Получалось, что сама «судьба – родители» невольно готовила к миру подмостков. Иногда он сопротивлялся. Как-то зимой твёрдо решил не ходить в музыкальную, и уже несколько вечеров летал с горок с пацанами, как прямо в квартире над притихшими родителями нависла глыба с костылём - учитель по сольфеджио Пивнев Виктор Михайлович.
« Прошу вас, профессор Филиппов – малую терцию от ми вниз…», или
«… Макака Петровна Рязанова - постройте доминантсептаккорд в фа мажоре…»,
дети цепенели от его язвительного, сарказма с плохо скрываемой угрозой, так как долгое время многим не открывался простой принцип построения интервалов, а маэстро, опалённый и надорванный далёкой войной, часто болеющий, раздражённо сокрушался.

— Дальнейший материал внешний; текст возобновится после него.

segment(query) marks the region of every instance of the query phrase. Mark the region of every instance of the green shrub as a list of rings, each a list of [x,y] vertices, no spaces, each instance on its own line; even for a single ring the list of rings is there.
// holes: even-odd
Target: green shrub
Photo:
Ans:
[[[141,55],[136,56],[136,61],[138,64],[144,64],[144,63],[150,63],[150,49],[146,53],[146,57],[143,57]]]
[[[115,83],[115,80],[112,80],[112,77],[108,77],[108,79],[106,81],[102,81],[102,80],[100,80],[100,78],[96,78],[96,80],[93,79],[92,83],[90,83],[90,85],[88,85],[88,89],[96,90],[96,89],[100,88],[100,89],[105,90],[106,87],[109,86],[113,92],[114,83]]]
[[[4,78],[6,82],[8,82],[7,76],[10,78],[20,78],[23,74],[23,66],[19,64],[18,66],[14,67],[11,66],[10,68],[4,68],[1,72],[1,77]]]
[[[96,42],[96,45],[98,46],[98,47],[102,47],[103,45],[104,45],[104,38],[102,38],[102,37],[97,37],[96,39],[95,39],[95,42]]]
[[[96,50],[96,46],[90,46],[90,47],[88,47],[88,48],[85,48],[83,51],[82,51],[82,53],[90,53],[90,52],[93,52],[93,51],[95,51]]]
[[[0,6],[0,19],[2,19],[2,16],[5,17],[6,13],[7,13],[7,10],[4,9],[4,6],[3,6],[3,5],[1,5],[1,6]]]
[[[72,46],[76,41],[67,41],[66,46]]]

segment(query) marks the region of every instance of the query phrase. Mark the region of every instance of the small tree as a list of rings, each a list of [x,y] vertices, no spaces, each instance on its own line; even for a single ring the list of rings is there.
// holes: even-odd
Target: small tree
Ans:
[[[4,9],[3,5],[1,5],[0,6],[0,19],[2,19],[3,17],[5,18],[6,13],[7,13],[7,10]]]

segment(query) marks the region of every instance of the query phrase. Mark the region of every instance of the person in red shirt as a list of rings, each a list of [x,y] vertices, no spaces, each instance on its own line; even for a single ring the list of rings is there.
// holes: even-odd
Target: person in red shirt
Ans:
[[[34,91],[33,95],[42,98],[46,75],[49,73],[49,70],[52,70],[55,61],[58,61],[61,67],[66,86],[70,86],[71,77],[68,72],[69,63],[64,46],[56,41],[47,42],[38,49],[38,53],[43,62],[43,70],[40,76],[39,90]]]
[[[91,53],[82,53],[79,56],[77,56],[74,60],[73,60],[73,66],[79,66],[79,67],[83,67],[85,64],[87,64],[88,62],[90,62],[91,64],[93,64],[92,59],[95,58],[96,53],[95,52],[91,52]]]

F его боялся. Анну Ильиничну Прядко – полную, беспокойную, учительницу по специальности, нет, хотя и воспринимал занятия с нею, как акт личной неизбежности и когда знал, что очередная сонатинка Клементи или этюдик Черни или Гедике не разобраны были дома, плёлся в музыкалку волоча за собой на верёвочках большую чёрную нотную папку с выпуклым рельефом Чайковского, в деталях представляя ход урока с бесконечными раздражёнными выговорами, двойкой в дневнике, и возможно, оброненной обидной слезой на клавиши фортепиано.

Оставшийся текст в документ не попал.